ERNIE Image vs Nano Banana 2 (2026): Which AI Image Generator Should You Use?
Updated: April 2026 | Reading time: 15 min | Author: ERNIE Image Team
The short version: Nano Banana 2 is a fast, polished closed-source model with strong consistency and multilingual workflows, but it is API-only and cost compounds per image at scale. ERNIE Image is open-weight under Apache 2.0, self-hostable, and leads open-source text-in-image benchmarks.

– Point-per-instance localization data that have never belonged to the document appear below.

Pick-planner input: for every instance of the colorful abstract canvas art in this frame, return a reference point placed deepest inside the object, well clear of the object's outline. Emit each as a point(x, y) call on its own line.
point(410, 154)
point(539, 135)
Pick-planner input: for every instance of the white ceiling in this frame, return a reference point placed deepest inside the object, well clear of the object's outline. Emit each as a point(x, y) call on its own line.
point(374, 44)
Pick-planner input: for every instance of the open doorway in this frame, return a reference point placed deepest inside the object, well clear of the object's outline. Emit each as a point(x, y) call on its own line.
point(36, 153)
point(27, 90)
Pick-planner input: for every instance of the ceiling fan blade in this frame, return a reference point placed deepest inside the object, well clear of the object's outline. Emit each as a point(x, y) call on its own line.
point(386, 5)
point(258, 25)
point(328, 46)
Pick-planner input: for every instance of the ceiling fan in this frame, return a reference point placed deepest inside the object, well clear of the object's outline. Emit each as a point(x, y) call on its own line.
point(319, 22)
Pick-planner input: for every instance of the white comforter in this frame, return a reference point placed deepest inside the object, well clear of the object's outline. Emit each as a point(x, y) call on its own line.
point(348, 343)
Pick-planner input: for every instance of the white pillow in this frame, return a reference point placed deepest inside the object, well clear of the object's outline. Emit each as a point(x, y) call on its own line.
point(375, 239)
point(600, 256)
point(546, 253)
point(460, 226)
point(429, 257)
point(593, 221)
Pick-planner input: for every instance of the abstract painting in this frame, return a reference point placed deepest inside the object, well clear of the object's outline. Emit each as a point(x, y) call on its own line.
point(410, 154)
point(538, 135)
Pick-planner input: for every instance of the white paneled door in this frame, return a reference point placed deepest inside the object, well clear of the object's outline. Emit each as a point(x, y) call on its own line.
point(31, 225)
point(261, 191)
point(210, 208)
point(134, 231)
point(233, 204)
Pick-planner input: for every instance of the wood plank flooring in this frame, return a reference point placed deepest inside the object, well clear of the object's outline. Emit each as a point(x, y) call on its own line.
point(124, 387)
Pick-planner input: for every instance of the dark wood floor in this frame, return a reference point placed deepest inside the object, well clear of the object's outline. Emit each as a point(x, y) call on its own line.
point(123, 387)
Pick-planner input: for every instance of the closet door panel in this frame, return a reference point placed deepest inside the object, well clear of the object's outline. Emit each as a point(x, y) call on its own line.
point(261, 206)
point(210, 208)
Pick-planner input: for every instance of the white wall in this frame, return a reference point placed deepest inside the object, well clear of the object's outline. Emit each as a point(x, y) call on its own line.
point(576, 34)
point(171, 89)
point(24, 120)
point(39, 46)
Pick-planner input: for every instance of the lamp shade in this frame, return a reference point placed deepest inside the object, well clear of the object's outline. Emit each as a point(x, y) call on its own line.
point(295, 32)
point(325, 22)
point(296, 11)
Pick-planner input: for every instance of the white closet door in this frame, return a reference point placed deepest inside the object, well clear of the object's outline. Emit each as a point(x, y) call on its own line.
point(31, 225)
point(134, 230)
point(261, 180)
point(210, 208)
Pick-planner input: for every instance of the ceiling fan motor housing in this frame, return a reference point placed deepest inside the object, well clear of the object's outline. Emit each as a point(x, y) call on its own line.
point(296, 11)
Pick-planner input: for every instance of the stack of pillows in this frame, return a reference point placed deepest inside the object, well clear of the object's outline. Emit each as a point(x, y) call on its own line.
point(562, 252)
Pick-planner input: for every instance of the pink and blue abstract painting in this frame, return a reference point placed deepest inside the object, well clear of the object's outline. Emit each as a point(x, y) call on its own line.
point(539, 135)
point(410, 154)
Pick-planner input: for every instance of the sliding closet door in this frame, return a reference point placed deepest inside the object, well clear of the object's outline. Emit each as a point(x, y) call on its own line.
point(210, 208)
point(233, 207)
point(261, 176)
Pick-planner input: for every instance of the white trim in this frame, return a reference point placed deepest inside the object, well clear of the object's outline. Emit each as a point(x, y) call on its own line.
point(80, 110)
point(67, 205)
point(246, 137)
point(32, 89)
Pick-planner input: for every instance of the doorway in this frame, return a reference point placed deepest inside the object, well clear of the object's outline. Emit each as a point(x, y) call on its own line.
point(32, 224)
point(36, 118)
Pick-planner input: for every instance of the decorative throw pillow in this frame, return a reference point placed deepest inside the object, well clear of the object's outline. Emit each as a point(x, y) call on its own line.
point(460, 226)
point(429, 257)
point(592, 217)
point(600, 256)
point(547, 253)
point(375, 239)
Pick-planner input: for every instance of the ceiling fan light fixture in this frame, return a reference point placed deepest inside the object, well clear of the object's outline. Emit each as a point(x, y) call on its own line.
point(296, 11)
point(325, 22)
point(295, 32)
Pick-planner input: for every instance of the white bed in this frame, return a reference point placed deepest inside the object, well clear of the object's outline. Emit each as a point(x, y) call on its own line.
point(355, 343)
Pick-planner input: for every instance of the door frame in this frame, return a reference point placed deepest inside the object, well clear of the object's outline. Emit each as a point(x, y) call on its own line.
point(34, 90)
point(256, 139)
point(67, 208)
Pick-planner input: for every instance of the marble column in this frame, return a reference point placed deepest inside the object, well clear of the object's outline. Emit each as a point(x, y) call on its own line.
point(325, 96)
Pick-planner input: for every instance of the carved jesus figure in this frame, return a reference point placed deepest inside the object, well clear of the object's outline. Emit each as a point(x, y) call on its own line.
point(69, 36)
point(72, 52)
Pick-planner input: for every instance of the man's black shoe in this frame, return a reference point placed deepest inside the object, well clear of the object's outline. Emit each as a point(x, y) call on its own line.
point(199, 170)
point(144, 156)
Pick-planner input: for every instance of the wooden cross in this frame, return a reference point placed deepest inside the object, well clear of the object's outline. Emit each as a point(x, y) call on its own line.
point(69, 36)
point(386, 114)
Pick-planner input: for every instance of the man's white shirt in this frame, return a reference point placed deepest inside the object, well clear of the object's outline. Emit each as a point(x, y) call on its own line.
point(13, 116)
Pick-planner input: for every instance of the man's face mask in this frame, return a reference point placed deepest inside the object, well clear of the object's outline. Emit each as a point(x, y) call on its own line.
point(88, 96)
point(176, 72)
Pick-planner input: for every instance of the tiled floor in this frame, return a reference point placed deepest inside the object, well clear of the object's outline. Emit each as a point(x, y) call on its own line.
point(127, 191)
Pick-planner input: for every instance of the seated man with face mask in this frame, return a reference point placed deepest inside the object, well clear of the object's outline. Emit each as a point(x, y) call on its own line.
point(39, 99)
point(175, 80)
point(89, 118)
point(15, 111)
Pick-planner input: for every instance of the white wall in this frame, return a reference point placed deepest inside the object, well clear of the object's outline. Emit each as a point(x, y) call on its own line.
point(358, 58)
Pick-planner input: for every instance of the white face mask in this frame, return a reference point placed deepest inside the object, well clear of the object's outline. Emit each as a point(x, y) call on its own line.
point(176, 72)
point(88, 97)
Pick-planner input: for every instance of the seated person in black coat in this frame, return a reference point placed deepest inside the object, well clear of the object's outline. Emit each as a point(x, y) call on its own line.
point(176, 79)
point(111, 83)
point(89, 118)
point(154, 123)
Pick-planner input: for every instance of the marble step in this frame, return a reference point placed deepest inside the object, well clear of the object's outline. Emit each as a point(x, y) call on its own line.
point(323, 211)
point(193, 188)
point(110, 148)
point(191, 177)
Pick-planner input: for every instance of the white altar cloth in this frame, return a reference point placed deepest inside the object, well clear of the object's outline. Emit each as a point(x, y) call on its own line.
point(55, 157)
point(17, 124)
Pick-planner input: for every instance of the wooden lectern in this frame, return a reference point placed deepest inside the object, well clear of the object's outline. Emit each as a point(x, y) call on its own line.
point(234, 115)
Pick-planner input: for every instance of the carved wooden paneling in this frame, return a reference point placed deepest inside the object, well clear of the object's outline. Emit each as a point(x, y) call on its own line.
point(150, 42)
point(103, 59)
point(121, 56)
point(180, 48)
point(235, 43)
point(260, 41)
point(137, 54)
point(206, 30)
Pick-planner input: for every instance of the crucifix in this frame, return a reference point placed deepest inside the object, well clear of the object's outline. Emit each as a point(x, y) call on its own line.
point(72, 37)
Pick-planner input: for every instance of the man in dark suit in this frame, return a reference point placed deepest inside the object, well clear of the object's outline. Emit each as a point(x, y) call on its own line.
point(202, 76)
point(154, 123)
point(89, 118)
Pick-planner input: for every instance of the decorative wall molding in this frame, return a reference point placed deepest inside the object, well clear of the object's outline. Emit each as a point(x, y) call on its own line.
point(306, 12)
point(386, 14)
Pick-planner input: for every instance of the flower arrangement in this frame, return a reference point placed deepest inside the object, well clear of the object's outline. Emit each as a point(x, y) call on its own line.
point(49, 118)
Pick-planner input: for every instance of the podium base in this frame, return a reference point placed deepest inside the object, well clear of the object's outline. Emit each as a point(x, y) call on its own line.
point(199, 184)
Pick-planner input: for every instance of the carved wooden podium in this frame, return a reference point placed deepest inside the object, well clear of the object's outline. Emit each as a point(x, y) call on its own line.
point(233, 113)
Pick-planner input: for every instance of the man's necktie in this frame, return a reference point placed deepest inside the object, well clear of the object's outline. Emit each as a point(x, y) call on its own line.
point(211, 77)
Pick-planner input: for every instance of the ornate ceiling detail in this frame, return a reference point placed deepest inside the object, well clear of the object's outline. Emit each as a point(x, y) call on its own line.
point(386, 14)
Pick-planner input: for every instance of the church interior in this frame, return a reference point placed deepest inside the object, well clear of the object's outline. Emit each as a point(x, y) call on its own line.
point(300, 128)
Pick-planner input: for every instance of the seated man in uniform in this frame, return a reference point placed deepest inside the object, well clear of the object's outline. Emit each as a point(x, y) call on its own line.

For a full breakdown of its capabilities, visit our homepage.
ERNIE Image vs Nano Banana 2 — Quick Verdict
Choose ERNIE Image if you:
- Need open-source weights under Apache 2.0 and no per-image fee model.
- Need self-hosting and infrastructure control.
- Need top open-source text rendering for posters, labels, and comics.
- Need EN + ZH production workflows and long-term cost predictability.
Choose Nano Banana 2 if you:
- Prefer managed Google API workflows with low ops overhead.
- Need multi-image character consistency with many references.
- Need in-image translation and broad multilingual support.
- Operate at lower volume where per-image API pricing is acceptable.
What Is Nano Banana 2?
Nano Banana 2 is the official developer branding for Gemini 3.1 Flash Image Preview, released by Google on February 26, 2026. Built on Google's advanced multimodal Mixture of Experts (MoE) architecture, it is designed primarily as a fast, light-latency image model. Its focus is on low-latency web applications, high resolution ceilings, and consistent character rendering across sequential generations.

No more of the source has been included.